To address a problem, we must first identify that a problem exists. For a problem to exist and a solution to be found, there must be a correlation of factors. In other words, find two (or more) measurable facts that move together and are, therefore, highly correlated. For example, we all agree that when the outside temperature is greater than 90 degrees, humans will tend to sweat and become uncomfortable. If we can lower the temperature (i.e., air conditioning), we can improve the comfort level.

This leads us to the question: is there a correlation between the growth in data managed and the cost of actually maintaining that data? The answer is highly dependent on whom you ask. Certainly most PC users would likely see little correlation between maintenance cost and the amount of data under management. They have (for the most part) experienced the positive impact of larger storage capacity, coupled with improved processing speeds for a lower cost. Indeed, the average PC user now likely spends less time managing their storage than ever before. Hence, there is little correlation between the growth in the amount of data the average PC manages and the cost to maintain it.

To some degree, this mantra that storage is cheap has entered the conventional wisdom of most IT organizations. However, there is now evidence that a growing number of organizations have reached the point of diminishing returns, in which even sharply declining storage costs are no longer positively correlated with overall management costs. After all, while storage cost continues to decline 33 percent annually, the actual performance (as measured in disk revolutions per minute) has remained relatively unchanged for some time. We have overcome some of these factors through the use of larger caches and improvements in data partitioning and parallel processing (and yes, even more storage), but for larger IT shops with massive amounts of data to manage, we are now facing the unpleasant reality of unorganized growth.

The Birth of ILM

Storage vendors knew this day would come. They have seized this opportunity to expand their footprints into other areas in which they did not traditionally play — areas such as application, content and document management. Information lifecycle management (ILM) was marketed as a solution to any number of problems, including resource optimization, compliance, data protection and application performance. Organizations should accept the fact that not all data currently under management is equal, and the relative value of the data should match the relative cost of its underlying storage infrastructure. To accomplish this, experts urged organizations to create a process by which data could be assessed and classified, and then automate the movement of data to appropriate storage platforms.

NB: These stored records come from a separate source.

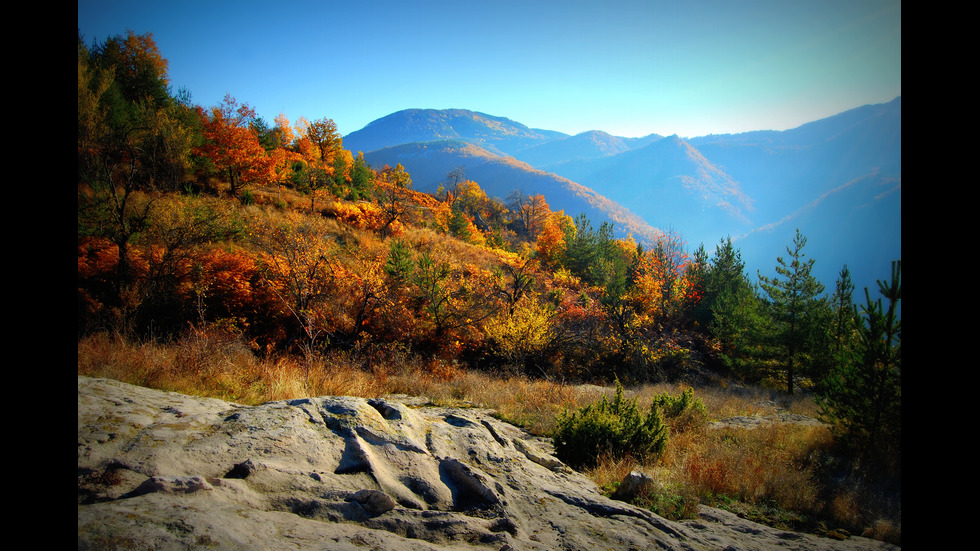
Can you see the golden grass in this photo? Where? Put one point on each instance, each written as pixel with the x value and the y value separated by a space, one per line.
pixel 768 473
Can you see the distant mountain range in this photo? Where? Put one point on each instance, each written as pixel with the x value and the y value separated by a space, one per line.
pixel 838 179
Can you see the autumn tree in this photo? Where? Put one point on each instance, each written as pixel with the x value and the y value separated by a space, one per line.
pixel 531 213
pixel 232 144
pixel 391 187
pixel 731 309
pixel 794 305
pixel 863 396
pixel 297 266
pixel 132 141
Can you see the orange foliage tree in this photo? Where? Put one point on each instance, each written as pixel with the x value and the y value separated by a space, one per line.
pixel 232 145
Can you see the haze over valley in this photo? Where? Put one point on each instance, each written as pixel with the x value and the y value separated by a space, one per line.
pixel 837 179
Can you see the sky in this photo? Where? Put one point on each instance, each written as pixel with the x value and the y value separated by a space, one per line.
pixel 629 68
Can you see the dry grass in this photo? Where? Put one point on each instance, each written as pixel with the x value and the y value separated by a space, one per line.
pixel 769 474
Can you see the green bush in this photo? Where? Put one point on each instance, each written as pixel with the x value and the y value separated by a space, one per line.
pixel 615 427
pixel 683 411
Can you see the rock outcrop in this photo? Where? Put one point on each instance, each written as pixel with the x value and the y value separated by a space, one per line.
pixel 160 470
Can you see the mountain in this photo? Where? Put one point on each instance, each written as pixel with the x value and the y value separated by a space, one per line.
pixel 495 134
pixel 837 179
pixel 669 182
pixel 593 144
pixel 429 163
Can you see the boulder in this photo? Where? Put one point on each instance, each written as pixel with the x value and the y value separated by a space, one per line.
pixel 160 470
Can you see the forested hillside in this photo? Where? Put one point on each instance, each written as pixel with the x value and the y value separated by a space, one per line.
pixel 209 219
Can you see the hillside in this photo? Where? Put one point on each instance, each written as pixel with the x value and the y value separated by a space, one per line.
pixel 429 163
pixel 499 135
pixel 243 262
pixel 834 179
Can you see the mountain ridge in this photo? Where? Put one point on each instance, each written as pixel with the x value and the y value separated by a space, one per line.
pixel 751 186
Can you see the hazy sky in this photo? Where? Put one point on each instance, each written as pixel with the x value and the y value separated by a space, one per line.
pixel 629 68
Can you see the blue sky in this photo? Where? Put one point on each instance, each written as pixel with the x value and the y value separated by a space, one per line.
pixel 629 68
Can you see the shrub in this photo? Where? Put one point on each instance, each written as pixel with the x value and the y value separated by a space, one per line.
pixel 616 428
pixel 683 404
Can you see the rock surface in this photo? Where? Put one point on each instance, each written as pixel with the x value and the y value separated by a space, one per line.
pixel 160 470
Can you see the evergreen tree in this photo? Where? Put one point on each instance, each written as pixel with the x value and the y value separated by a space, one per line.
pixel 863 396
pixel 842 304
pixel 794 308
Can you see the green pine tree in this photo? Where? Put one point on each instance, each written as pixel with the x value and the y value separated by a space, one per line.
pixel 795 309
pixel 863 396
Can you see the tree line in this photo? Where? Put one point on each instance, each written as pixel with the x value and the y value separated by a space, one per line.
pixel 508 284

I am oversimplifying the breadth of what ILM attempts to address, but suffice it to say, many IT organizations view ILM with a skeptical eye, seeing it as just another overhyped marketing ploy that would ultimately prove to be a $100 solution to a 10-cent problem.

At the very core of ILM is the notion that data is moved around the infrastructure as its relative value as "information" to an application or business user changes (i.e., as it diminishes). This process is often referred to as "archiving," which in my many discussions with end users would seem a most unfortunate term. I say this because archiving means different things to different people, even within the same organization. A storage manager might equate archiving with a backup to tape. An end user might think archiving means the data is no longer available or at least very difficult to access. This confusion, I believe, has had a negative impact on some very positive aspects of ILM.